Diplomats based in Ukraine have been the targets of many attempts by Russia to compromise their IT systems.

One of the latest was aimed at envoys from 22 countries, including Canada and the United States, with an unexpected effort: Taking advantage of a Polish diplomat’s offer to sell a used BMW 5 Series sedan.

According to researchers at Palo Alto Networks’ Unit 42 threat intelligence service, in April a diplomat within the Polish Ministry of Foreign Affairs emailed a document to various embassies advertising the sale of his Bimmer with 266,000 km.

Apparently this was spotted by the group Palo Alto Networks calls Cloaked Ursa (which other researchers call APT29, UAC-0029, Cozy Bear, Nobelium or, in Microsoft’s new nomenclature Midnight Blizzard). The U.S. and the U.K. say this group is part of Russia’s foreign intelligence service, known as the SRV.

Two weeks after this email was sent, Cloaked Ursa emailed another version of this flyer to multiple diplomatic missions throughout Kyiv, saying the price had been reduced. However, anyone who clicked on a link offering “more high quality photos,” would have gone to a legitimate but compromised website with images. These pictures are actually Windows shortcut files masquerading as PNG image files. Attempts to view the photos result in malware being downloaded in the background. That led to communications to a command and control server.

Usually attempts by this threat actor are more subtle, says the report, with spear phishing focused on Notes verbale (semiformal government-to-government diplomatic communications), invitations to embassy events, and embassies’ operating status updates.

Most of the emails in this campaign went to the general inboxes of embassies. A few went to targeted individuals.

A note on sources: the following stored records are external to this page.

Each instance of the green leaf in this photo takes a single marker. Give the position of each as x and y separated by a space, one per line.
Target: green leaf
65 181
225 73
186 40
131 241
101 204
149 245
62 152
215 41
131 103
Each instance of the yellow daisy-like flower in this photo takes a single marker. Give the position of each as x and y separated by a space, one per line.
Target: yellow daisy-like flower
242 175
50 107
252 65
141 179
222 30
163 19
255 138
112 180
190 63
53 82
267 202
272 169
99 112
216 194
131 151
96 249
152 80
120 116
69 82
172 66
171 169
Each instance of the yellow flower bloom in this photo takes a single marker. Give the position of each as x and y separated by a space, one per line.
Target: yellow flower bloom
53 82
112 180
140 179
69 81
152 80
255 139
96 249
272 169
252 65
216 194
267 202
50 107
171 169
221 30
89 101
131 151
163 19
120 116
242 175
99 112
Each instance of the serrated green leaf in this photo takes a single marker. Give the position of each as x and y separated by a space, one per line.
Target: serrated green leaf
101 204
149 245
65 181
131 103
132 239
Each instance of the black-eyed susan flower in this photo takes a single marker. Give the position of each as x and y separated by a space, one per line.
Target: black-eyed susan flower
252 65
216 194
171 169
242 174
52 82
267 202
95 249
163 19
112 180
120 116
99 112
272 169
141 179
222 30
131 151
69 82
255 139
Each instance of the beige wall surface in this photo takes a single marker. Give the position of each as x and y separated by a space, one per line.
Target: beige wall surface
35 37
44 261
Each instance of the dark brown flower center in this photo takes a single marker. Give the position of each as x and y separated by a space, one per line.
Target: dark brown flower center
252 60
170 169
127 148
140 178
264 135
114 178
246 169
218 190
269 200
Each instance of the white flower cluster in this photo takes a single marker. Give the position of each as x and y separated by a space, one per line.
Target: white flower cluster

However, sending an email to over 22 embassies “is staggering in scope for what generally are narrowly scoped and clandestine APT operations,” the researchers say.

“While we don’t have details on their infection success rate, this is a truly astonishing number for a clandestine operation conducted by an advanced persistent threat (actor).”

Diplomatic missions will always be a high-value espionage target, says the report. “Sixteen months into the Russian invasion of Ukraine, intelligence surrounding Ukraine and allied diplomatic efforts are almost certainly a high priority for the Russian government.

“As the above campaigns show, diplomats should appreciate that APTs continually modify their approaches – including through spear phishing – to enhance their effectiveness. They will seize every opportunity to entice victims into compromise. Ukraine and its allies need to remain extra vigilant to the threat of cyber espionage, to ensure the security and confidentiality of their information.”